Although in use long before multicore CPUs were common, threads provided a logically concurrent execution model. Single core CPUs were able to switch between threads quickly and in cases where a thread waiting for some event to occur could be replaced by a thread ready to run there could be significant benefit in using threads. With the advent of multiCPU and now multicore computers threads provide an ideal mechanism to exploit the true parallelism now available.

Before we start

Update your repository using git fetch and git pull.

Background

Today we're going to take our first steps into parallel programming. We'll start with a familiar example: matrix-matrix multiplication. We'll use OpenMP to create several different parallel applications, each one using a slightly different approach to parallelizing the work.

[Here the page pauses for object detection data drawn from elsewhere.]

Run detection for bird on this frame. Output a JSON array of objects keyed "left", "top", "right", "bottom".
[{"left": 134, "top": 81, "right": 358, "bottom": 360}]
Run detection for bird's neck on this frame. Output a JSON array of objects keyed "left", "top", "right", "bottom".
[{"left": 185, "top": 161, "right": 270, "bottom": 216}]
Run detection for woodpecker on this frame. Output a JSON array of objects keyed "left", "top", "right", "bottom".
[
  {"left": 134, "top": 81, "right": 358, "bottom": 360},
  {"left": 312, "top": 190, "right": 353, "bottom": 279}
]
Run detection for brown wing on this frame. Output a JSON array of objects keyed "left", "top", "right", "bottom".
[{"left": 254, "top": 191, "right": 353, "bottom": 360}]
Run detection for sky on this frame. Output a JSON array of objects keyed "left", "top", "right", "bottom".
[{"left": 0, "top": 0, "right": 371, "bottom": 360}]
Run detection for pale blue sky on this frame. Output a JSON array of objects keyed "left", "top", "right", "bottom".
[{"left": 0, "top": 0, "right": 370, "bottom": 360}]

Suppose that A is an m×p matrix and B is a p×n matrix. the product C=AB will be an m×n matrix. We've studied the six different ijk loop orderings to compute the product, and seen that performance is impacted by our choice. Assuming our matrices are stored in row-major form, the ikj order is one of the best. Here is some sample code for this—note that we assume that the matrices are stored in 1-D arrays and that the macro IDX(i,j,n) has been defined:

    for ( int i = 0; i < m * n; i++ )
    {
        c[i] = 0.0;
    }
    for ( int i = 0; i < m; i++ )
    {
        for ( int k = 0; k < p; k++ )
        {
            for ( int j = 0; j < n; j++ )
            {
                c[IDX(i,j,n)] += a[IDX(i,k,p)] * b[IDX(k,j,n)];
            }
        }
     }

Question: How could we partition this work into individual tasks? Perhaps the smallest obvious task is the computation of a single element of C. Thus, the tasks could be indexed by i and j.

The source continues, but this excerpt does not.